# Analysing CIA Factbook Data Using SQL

## Introduction

In this project, we'll work with data from the CIA World Factbook, a compendium of statistics about all of the countries on Earth. The Factbook contains demographic information like the following:

- **population** — the global population.
- **population_growth** — the annual population growth rate, as a percentage.
- **area** — the total land and water area.

First, we must connect out Jupyter Notebook to our database file via the following chunk of code:

In [1]:
%%capture
%load_ext sql
%sql sqlite:///factbook.db

'Connected: None@factbook.db'

## Overview of the Data

Let's start off by writing a query to return information on the tables within the database.

In [2]:
%%sql
SELECT *
    FROM sqlite_master
    WHERE type='table';

Done.


type,name,tbl_name,rootpage,sql
table,sqlite_sequence,sqlite_sequence,3,"CREATE TABLE sqlite_sequence(name,seq)"
table,facts,facts,47,"CREATE TABLE ""facts"" (""id"" INTEGER PRIMARY KEY AUTOINCREMENT NOT NULL, ""code"" varchar(255) NOT NULL, ""name"" varchar(255) NOT NULL, ""area"" integer, ""area_land"" integer, ""area_water"" integer, ""population"" integer, ""population_growth"" float, ""birth_rate"" float, ""death_rate"" float, ""migration_rate"" float)"

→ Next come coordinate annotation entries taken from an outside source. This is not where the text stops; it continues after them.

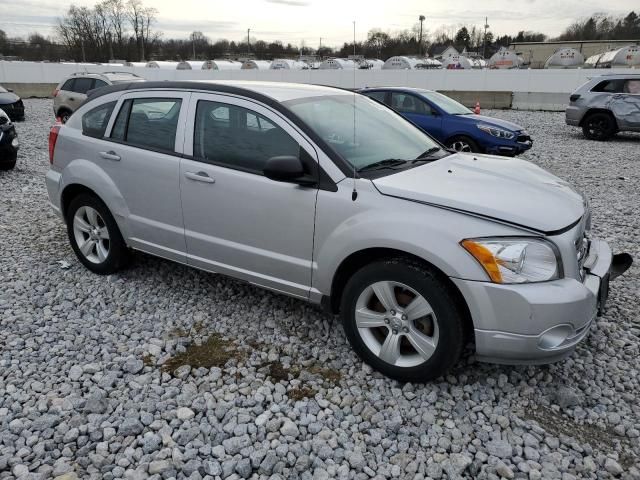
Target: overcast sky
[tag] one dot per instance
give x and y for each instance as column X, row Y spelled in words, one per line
column 297, row 20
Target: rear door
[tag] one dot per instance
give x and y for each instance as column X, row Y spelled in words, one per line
column 626, row 105
column 419, row 112
column 237, row 221
column 142, row 156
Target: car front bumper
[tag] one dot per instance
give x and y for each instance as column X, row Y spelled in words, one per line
column 541, row 322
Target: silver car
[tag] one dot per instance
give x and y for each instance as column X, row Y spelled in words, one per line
column 606, row 105
column 331, row 197
column 72, row 91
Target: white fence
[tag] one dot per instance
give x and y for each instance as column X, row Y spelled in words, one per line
column 531, row 89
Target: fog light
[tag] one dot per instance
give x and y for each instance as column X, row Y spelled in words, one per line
column 555, row 336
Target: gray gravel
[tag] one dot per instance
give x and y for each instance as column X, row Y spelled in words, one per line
column 164, row 371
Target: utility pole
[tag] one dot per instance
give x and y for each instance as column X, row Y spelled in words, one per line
column 484, row 45
column 422, row 18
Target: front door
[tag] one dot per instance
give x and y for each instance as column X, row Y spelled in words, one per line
column 237, row 221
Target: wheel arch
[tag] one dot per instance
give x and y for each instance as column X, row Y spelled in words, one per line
column 591, row 111
column 361, row 258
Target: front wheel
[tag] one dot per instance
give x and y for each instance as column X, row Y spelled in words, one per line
column 402, row 320
column 95, row 236
column 463, row 144
column 599, row 126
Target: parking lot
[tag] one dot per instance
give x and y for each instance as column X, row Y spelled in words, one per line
column 167, row 371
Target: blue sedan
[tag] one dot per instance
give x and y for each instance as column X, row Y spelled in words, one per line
column 453, row 124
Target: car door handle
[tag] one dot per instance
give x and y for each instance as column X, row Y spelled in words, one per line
column 199, row 177
column 110, row 155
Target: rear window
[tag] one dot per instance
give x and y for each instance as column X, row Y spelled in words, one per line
column 609, row 86
column 83, row 85
column 149, row 123
column 94, row 122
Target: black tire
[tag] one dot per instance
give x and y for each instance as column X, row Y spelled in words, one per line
column 599, row 126
column 462, row 139
column 118, row 255
column 448, row 314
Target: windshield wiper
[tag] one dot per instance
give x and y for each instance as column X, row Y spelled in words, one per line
column 387, row 163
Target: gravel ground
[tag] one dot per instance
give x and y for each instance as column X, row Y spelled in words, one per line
column 165, row 371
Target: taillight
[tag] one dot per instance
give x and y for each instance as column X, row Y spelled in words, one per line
column 53, row 138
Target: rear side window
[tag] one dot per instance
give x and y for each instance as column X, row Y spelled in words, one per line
column 238, row 138
column 68, row 85
column 94, row 122
column 148, row 123
column 83, row 85
column 609, row 86
column 376, row 95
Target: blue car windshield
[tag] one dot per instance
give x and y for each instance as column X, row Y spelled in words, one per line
column 449, row 105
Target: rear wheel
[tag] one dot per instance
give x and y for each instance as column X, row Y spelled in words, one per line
column 599, row 126
column 463, row 144
column 402, row 320
column 95, row 236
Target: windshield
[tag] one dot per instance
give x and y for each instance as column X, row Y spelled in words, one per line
column 449, row 105
column 372, row 134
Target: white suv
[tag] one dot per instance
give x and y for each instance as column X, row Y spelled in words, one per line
column 72, row 91
column 329, row 196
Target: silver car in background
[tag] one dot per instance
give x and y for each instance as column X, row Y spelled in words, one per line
column 331, row 197
column 606, row 105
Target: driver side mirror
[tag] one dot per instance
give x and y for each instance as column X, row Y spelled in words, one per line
column 288, row 168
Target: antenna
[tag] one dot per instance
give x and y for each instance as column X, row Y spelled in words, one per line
column 354, row 194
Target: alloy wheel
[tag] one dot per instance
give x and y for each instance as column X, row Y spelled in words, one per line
column 91, row 234
column 397, row 324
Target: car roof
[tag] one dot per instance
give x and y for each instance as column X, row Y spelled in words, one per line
column 280, row 92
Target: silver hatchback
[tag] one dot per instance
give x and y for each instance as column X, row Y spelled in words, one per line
column 329, row 196
column 606, row 105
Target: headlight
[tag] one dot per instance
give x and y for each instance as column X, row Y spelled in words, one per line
column 514, row 260
column 496, row 132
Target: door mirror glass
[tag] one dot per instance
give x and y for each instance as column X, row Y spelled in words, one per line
column 287, row 168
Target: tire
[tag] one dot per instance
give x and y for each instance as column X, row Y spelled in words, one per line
column 463, row 144
column 599, row 126
column 103, row 251
column 434, row 323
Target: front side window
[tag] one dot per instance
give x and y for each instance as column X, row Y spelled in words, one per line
column 360, row 130
column 449, row 105
column 148, row 123
column 405, row 103
column 632, row 86
column 380, row 96
column 238, row 138
column 609, row 86
column 94, row 122
column 83, row 85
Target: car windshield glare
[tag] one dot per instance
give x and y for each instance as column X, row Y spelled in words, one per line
column 361, row 130
column 447, row 104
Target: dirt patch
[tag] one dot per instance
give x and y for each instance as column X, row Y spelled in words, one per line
column 300, row 393
column 599, row 438
column 215, row 351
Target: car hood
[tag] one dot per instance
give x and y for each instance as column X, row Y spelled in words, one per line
column 8, row 98
column 505, row 189
column 494, row 122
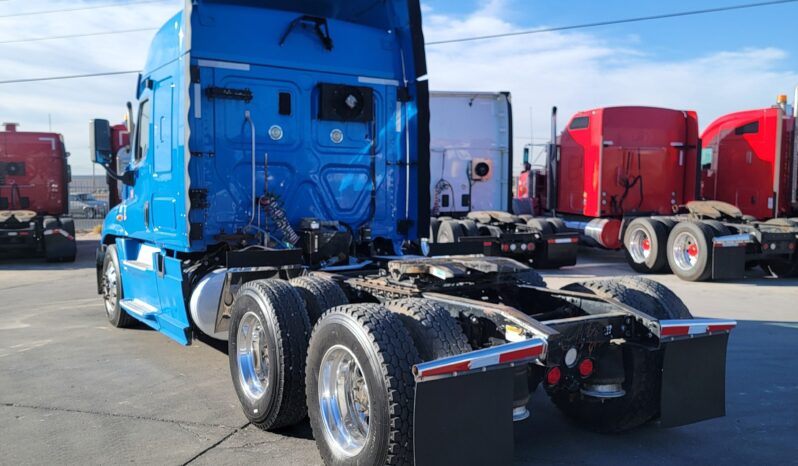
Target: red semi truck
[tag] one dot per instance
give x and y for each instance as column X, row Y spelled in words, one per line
column 34, row 182
column 630, row 178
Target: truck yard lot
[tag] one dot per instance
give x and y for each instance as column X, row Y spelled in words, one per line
column 75, row 390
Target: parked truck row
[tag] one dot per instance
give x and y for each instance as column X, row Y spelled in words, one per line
column 642, row 180
column 34, row 196
column 278, row 181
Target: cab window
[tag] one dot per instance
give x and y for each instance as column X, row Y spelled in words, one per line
column 580, row 123
column 143, row 126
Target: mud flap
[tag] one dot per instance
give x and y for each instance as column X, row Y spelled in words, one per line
column 555, row 251
column 693, row 380
column 465, row 420
column 728, row 263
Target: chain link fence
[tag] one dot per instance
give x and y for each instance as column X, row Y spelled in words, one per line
column 88, row 201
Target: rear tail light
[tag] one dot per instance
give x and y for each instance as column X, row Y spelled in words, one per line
column 553, row 376
column 586, row 368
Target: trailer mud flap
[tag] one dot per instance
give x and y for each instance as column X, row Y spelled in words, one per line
column 465, row 420
column 693, row 380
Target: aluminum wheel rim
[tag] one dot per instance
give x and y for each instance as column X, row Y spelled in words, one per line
column 685, row 251
column 639, row 246
column 253, row 357
column 344, row 400
column 110, row 291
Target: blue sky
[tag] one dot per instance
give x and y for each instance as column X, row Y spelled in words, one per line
column 714, row 64
column 674, row 38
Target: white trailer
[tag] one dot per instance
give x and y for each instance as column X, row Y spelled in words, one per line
column 471, row 149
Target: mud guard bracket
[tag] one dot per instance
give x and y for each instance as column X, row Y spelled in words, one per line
column 693, row 380
column 465, row 420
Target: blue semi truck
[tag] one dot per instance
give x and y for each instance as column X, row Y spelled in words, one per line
column 278, row 180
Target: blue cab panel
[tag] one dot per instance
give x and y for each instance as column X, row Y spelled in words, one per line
column 326, row 92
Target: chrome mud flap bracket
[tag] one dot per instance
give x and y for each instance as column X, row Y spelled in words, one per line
column 693, row 370
column 463, row 410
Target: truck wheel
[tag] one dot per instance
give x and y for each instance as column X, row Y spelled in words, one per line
column 360, row 387
column 690, row 251
column 436, row 334
column 672, row 307
column 319, row 294
column 267, row 346
column 111, row 285
column 644, row 245
column 450, row 231
column 643, row 375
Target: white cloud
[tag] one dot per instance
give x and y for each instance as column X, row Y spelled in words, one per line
column 574, row 71
column 72, row 103
column 580, row 70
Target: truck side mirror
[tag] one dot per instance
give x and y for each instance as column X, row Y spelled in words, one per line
column 100, row 142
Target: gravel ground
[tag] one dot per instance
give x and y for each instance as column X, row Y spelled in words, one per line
column 73, row 390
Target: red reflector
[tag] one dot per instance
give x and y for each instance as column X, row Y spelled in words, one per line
column 586, row 367
column 553, row 376
column 457, row 367
column 520, row 354
column 719, row 328
column 675, row 330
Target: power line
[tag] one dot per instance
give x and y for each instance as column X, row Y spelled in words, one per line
column 72, row 76
column 92, row 7
column 463, row 39
column 74, row 36
column 612, row 22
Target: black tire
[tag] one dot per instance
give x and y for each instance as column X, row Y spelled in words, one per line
column 435, row 332
column 688, row 234
column 640, row 404
column 671, row 306
column 319, row 293
column 719, row 228
column 450, row 231
column 541, row 225
column 434, row 226
column 470, row 227
column 645, row 233
column 278, row 308
column 384, row 350
column 557, row 224
column 111, row 285
column 530, row 277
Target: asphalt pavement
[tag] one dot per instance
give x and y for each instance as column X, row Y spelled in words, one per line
column 74, row 390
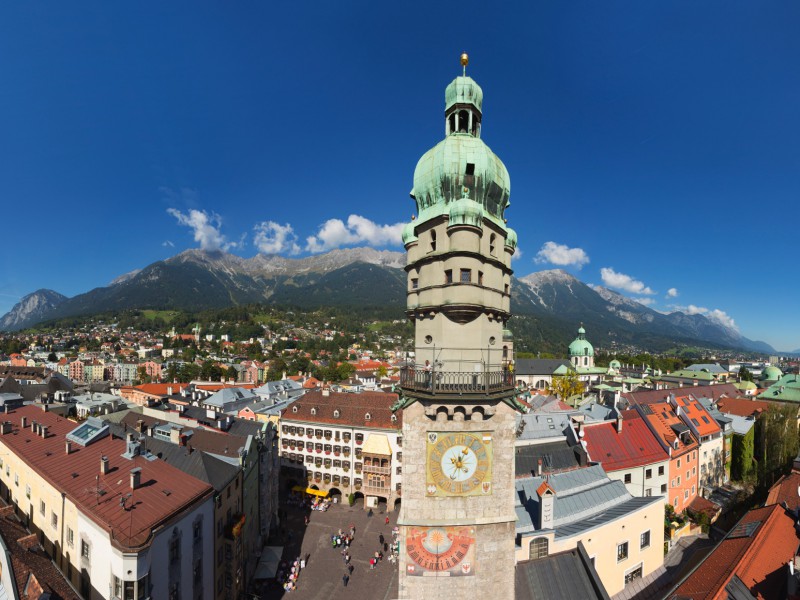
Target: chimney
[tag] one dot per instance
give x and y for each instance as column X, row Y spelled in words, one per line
column 546, row 502
column 136, row 477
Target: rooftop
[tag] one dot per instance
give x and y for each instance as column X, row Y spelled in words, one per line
column 634, row 446
column 562, row 576
column 346, row 410
column 164, row 492
column 757, row 550
column 584, row 499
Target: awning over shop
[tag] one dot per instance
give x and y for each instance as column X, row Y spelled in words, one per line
column 311, row 491
column 377, row 444
column 269, row 562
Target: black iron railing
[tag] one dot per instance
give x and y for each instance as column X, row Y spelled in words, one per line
column 434, row 381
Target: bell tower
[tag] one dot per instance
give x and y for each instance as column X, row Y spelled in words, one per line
column 457, row 392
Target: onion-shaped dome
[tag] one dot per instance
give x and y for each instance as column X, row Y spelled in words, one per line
column 409, row 233
column 511, row 238
column 465, row 212
column 581, row 346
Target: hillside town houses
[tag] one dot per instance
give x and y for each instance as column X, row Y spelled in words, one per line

Now, we'll write and run a query that returns the first five rows of the **facts** table.

In [3]:
%%sql
SELECT * FROM facts
LIMIT 5;

Done.


id,code,name,area,area_land,area_water,population,population_growth,birth_rate,death_rate,migration_rate
1,af,Afghanistan,652230,652230,0,32564342,2.32,38.57,13.89,1.51
2,al,Albania,28748,27398,1350,3029278,0.3,12.92,6.58,3.3
3,ag,Algeria,2381741,2381741,0,39542166,1.84,23.67,4.31,0.92
4,an,Andorra,468,468,0,85580,0.12,8.13,6.96,0.0
5,ao,Angola,1246700,1246700,0,19625353,2.78,38.78,11.49,0.46


## Summary Statistics

To further explore the data, we'll calculate some summary statistics and look for any countries with outlier values relating to population.

In [4]:
%%sql
SELECT MIN(population) AS min_pop,
    MAX(population) AS max_pop,
    MIN(population_growth) AS min_growth,
    MAX(population_growth) AS max_growth
FROM facts;

Done.


min_pop,max_pop,min_growth,max_growth
0,7256490011,0.0,4.02


## Exploring Outliers

We see a few interesting things in the summary statistics on the previous screen:

- There's a country with a population of 0
- There's a country with a population of 7256490011 (or **more than 7.2 billion people**)
- Let's use subqueries to zoom in on just these countries without using the specific values.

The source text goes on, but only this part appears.